A publicação de ‘A Sangue Frio’ (1966) encerra o filme, mas a vida de Truman Capote esticou-se até 26 de Agosto de 1984, quando faleceu em Los Angeles, vítima de uma inflamação no fígado, complicada pelo alcoolismo. Pela mesma altura do sucesso do primeiro ‘romance de não-ficção’, surgiu ‘Memória de Natal’, seguido de um longo vazio de histórias inacabadas e projectos que não saíram da gaveta. A sua mente, ocupada com a toxicodependência e conflitos com outros autores como Gore Vidal, não voltou a ter espaço para a criatividade artística. ‘Música para Camaleões’ (1981), colectânea de contos, foi o último sopro.

Título original: ‘Capote’

Distribuidor: Columbia TriStar Warner

Realizador: Bennett Miller

Argumento: Dan Futterman, baseado no livro de Gerald Clarke.

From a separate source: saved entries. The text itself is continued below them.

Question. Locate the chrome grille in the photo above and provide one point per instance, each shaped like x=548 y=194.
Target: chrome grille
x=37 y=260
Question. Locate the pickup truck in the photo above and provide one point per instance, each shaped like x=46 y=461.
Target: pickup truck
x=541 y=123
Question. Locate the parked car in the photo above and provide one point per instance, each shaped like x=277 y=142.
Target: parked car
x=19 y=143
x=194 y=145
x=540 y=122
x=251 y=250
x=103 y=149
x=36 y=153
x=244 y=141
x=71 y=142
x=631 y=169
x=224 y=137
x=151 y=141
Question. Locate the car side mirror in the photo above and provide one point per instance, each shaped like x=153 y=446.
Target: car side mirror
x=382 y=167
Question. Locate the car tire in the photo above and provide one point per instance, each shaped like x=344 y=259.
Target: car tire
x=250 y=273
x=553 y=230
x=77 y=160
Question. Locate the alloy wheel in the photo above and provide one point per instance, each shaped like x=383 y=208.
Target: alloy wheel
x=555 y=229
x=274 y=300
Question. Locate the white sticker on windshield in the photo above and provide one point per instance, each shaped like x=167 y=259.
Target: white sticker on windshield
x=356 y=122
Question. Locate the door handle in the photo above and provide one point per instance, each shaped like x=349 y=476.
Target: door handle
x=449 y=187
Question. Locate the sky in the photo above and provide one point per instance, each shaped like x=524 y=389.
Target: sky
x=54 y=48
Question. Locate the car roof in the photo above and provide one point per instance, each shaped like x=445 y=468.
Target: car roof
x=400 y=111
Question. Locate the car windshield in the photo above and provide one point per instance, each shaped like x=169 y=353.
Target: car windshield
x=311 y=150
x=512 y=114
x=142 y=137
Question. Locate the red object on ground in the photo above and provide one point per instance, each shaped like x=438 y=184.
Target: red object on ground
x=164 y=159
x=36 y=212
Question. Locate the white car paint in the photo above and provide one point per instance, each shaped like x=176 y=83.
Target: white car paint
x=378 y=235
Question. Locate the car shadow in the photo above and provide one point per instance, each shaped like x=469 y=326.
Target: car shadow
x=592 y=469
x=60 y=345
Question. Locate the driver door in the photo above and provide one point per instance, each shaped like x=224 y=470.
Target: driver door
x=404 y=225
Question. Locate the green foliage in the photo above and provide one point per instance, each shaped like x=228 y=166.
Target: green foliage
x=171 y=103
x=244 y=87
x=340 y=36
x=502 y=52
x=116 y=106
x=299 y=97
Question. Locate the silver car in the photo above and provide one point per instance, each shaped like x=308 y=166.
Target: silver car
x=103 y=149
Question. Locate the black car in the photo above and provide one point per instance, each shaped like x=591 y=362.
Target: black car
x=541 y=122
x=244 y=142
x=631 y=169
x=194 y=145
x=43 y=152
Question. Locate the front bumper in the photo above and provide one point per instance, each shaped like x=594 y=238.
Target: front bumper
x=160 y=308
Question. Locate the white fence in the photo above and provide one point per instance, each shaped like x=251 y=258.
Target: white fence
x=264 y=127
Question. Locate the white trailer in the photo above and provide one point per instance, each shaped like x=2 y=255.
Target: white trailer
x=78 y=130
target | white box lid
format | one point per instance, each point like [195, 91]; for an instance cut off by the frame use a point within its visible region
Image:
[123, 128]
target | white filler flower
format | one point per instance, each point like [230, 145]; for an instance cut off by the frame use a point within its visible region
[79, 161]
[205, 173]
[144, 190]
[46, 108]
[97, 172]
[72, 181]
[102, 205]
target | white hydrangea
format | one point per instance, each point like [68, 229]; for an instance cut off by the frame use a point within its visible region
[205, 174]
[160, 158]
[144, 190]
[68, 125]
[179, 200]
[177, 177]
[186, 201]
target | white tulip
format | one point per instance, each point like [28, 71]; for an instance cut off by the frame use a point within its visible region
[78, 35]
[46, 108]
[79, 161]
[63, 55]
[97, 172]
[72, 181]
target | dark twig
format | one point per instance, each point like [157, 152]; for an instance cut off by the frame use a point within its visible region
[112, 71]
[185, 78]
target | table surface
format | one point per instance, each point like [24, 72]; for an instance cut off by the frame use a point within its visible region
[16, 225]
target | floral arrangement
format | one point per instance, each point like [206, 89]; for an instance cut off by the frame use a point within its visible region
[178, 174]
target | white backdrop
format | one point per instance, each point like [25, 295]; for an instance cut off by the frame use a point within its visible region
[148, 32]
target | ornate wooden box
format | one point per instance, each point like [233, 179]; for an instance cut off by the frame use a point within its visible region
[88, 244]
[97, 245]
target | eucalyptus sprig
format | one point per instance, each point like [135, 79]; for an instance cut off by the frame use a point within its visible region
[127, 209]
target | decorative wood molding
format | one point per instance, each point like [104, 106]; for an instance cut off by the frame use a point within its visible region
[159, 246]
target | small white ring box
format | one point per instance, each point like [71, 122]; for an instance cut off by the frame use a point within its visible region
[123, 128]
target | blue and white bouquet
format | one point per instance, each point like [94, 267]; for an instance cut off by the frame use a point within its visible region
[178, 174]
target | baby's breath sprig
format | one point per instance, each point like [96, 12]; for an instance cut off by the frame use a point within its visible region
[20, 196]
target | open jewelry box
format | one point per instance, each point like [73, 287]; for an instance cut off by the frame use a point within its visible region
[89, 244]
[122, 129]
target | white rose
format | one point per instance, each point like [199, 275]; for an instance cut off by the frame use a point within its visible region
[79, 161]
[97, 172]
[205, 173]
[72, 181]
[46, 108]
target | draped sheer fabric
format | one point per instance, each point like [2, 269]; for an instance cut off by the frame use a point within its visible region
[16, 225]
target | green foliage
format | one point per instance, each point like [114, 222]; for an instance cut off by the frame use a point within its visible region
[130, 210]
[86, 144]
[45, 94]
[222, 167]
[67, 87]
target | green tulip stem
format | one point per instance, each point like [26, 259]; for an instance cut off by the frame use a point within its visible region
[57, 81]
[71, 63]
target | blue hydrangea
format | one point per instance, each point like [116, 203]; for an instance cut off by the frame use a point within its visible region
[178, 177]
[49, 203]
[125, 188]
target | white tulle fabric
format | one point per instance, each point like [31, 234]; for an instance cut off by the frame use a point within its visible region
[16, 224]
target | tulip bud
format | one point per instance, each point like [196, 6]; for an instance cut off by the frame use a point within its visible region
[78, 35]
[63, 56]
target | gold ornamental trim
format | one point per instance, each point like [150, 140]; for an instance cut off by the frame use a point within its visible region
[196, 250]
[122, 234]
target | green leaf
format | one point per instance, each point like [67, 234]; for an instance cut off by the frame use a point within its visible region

Intérpretes: Philip Seymour Hoffman (Capote), Catherine Keener (Harper), Clifton Collins Jr. (Perry), Chris Cooper (Alvin).

Philip Seymour Hoffman tem problemas em controlar o peso, mas viu-se obrigado a perder 15 quilos. Sorte a dele as filmagens demorarem apenas 36 dias.

Lisboa – Colombo Warner, Millenium Alvaláxia, Monumental, El Corte Inglés, Fórum Almada, CascaiShopping, LoureShopping

Faro – Fórum Algarve

Porto – Cidade do Porto, Dolce Vita, NorteShopping, AMC.